Benjamin Weil accurately points out the incoherence of the “sex worker” label and the absurd spectacle of celebrities using the slogan for their own branding. However, his proposed solution — “solidarity from top to bottom” and “permanent protections” provided by the capitalist state — leads to a political dead end.

The capitalist state does not serve as a neutral protector of rights; instead, it functions as a tool for class domination. Its laws—such as FOSTA-SESTA and the Earn It Act—have repeatedly increased efforts to criminalise, monitor, and marginalise sex workers. Asking this state for protection is like requesting the arsonist to control the fire.

This represents the typical approach of identity-based reformism: recognising a genuine social harm and attempting to fix it within the existing system that causes it. It struggles to conceive of a world beyond capitalism and advocates only for kinder management of capitalist exploitation.

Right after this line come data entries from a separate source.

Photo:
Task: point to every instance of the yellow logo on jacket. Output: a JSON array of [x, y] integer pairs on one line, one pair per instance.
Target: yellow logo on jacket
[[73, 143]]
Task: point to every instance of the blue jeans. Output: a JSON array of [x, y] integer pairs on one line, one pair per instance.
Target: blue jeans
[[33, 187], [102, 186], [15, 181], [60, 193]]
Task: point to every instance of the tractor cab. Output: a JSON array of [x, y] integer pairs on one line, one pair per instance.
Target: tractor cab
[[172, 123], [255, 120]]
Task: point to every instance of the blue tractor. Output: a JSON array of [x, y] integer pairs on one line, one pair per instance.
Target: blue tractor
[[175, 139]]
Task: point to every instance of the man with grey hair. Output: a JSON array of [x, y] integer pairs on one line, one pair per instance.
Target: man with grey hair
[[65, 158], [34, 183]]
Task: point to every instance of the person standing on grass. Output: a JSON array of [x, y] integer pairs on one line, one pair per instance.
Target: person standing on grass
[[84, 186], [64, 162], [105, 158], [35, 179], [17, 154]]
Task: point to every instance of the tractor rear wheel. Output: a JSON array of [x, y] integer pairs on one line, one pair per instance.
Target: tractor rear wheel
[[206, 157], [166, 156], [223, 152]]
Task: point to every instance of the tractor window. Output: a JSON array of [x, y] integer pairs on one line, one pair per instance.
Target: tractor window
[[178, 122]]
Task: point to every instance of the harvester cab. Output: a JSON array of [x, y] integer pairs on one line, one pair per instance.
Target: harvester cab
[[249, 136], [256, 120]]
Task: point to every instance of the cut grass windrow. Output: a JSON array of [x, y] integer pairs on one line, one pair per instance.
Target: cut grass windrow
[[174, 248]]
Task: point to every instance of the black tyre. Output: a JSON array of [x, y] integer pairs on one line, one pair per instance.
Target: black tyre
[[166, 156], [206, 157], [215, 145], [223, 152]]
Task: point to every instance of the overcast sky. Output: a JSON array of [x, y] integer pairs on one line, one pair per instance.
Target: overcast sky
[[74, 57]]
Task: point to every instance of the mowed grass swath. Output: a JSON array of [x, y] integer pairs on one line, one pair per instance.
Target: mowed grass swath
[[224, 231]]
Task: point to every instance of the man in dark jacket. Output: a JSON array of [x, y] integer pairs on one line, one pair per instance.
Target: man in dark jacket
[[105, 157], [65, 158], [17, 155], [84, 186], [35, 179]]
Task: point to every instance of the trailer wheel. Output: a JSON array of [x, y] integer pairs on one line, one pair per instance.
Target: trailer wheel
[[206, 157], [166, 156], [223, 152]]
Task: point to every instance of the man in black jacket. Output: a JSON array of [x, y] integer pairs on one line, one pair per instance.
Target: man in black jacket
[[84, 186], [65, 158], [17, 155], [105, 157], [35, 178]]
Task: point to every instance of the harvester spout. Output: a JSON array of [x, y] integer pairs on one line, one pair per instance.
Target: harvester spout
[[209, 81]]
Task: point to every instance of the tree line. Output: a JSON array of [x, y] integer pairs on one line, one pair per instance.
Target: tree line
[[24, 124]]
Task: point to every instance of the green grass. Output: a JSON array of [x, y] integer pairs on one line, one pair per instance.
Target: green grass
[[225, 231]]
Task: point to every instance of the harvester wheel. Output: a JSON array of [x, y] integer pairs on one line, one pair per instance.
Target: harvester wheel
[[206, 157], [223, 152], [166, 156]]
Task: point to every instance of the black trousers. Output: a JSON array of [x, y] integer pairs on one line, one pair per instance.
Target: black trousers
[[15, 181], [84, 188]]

What the Article Cannot Theorise: Inequality as a Structural Feature, Not a Distortion

The article criticises how earnings are concentrated among the top 1 per cent of creators, highlights the racial biases embedded in platform algorithms, and discusses the gap between celebrity “sex workers” and those pushed into online sexual labour out of economic necessity. However, it views these issues as distortions within an otherwise legitimate industry.

This is a significant misconception. These inequalities are not exceptions but rather the usual operation of capitalism. The gig economy—exemplified by OnlyFans—is capitalism in its most current and pure form: removing employer responsibilities, fragmenting workers, and transferring all risks to individuals.

David Walsh’s analysis of singer Kate Nash’s shift to OnlyFans highlights a broader social issue: a society that marginalises its artists, pushing them into pornography out of shame and neglect. This also reflects the millions who, during the pandemic, turned to online sexual work—not because they felt empowered, but because capitalism provided no alternative for their survival.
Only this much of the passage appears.